I can never be too sure which films I dislike that I may one day appreciate (although I suspect my disdain towards films like Lawrence of Arabia, Sideways, and Saving Private Ryan may dwindle eventually), I do love to speculate which films have been negatively received by the general public and critical population that will better stand the test of time. Where the Wild Things Are, anybody? The Assassination of Jesse James by the Coward Robert Ford? Dogville?
There was a point, right after it came out, where I would have declared with utmost sincerity that the 2001 Dreamworks animation sensation Shrek was the greatest animated film of all time. At the time, I saw no reason to think otherwise; the script was sharp and witty, the voice acting was perfect, and the pop culture references were clever and observant.

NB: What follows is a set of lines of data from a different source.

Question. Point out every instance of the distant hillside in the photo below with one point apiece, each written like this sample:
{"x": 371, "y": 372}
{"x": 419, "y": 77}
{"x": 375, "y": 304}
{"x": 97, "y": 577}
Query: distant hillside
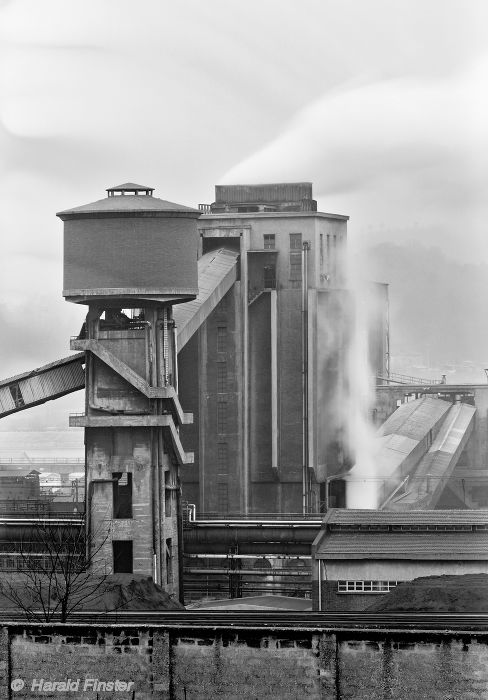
{"x": 438, "y": 307}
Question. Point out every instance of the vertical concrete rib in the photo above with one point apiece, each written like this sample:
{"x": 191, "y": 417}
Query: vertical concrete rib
{"x": 245, "y": 369}
{"x": 274, "y": 379}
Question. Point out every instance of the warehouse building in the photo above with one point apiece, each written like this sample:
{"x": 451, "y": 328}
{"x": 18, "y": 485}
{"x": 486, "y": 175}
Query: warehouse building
{"x": 361, "y": 554}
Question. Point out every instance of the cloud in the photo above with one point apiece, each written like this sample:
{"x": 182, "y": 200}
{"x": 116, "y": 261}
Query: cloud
{"x": 394, "y": 149}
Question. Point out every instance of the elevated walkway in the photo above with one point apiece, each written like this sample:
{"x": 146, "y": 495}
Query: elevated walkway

While I might continue to use most of those same adjectives to praise the movie even today, my opinion of the film has eroded to the point that not only would it not list in my top ten movies of its respective year, I’m not even sure it could rank it amongst my all-time favorite animated films. There are several reasons for my dwindled enthusiasm, not the least of which being the fact that I have since watched a lot more animated films. Simply put, Shrek pales in comparison to classics like Bambi or Grave of the Fireflies, and it hardly deserves to be compared to anything Pixar has done in the past five years.
What’s more, the film’s reliance on pop culture as a crux for storytelling has not aged well. Unlike Disney’s Enchanted, a movie that similarly lampoons timeless fairy tale movie tropes, Shrek’s relationship with popular culture – while delightfully acerbic – is detrimentally obsessed with where our culture was at the specific time it was made, not unlike many of those hacky Seltzer/Friedberg spoofs. Shrek and its spitfire references to Smashmouth and millennial cinema might make for a superb 2001 time capsule, but are they actually the makings of a timeless masterpiece?
Most of my changing opinions come from movies that I greatly admired as a child, but enjoy significantly less when revisiting them as an adult. Imagine my dismay when I discovered that 3 Ninjas was not the action movie masterpiece that I had assumed it was my whole life (bad example, 3 Ninjas is still kind of great).
The one movie that I am consistently glad that I revisited, though, is Quentin Tarantino’s Inglourious Basterds. This is a film that I had restrained respect for after my first viewing; I enjoyed the usual high level of craft that comes with a Tarantino film, but I thought the film was without a beating heart. Not only did a second viewing open me up to the deeply human struggle at the heart of the film, but it also gave me such a huge respect for the filmmaking that I found myself in cinematic heaven. Subtle things like the casting of an actor who looks like Stanley Kubrick in the opening dialogue scene or the literal burning of film at the climax to represent the end of a long-standing technology as the industry converts to digital.
Technically this was not a complete opinion reversal, because the first time around I enjoyed the movie. However, I did go from thinking Inglourious Basterds was a good movie to Inglourious Basterds is a masterpiece.
On what movie have you changed your opinion?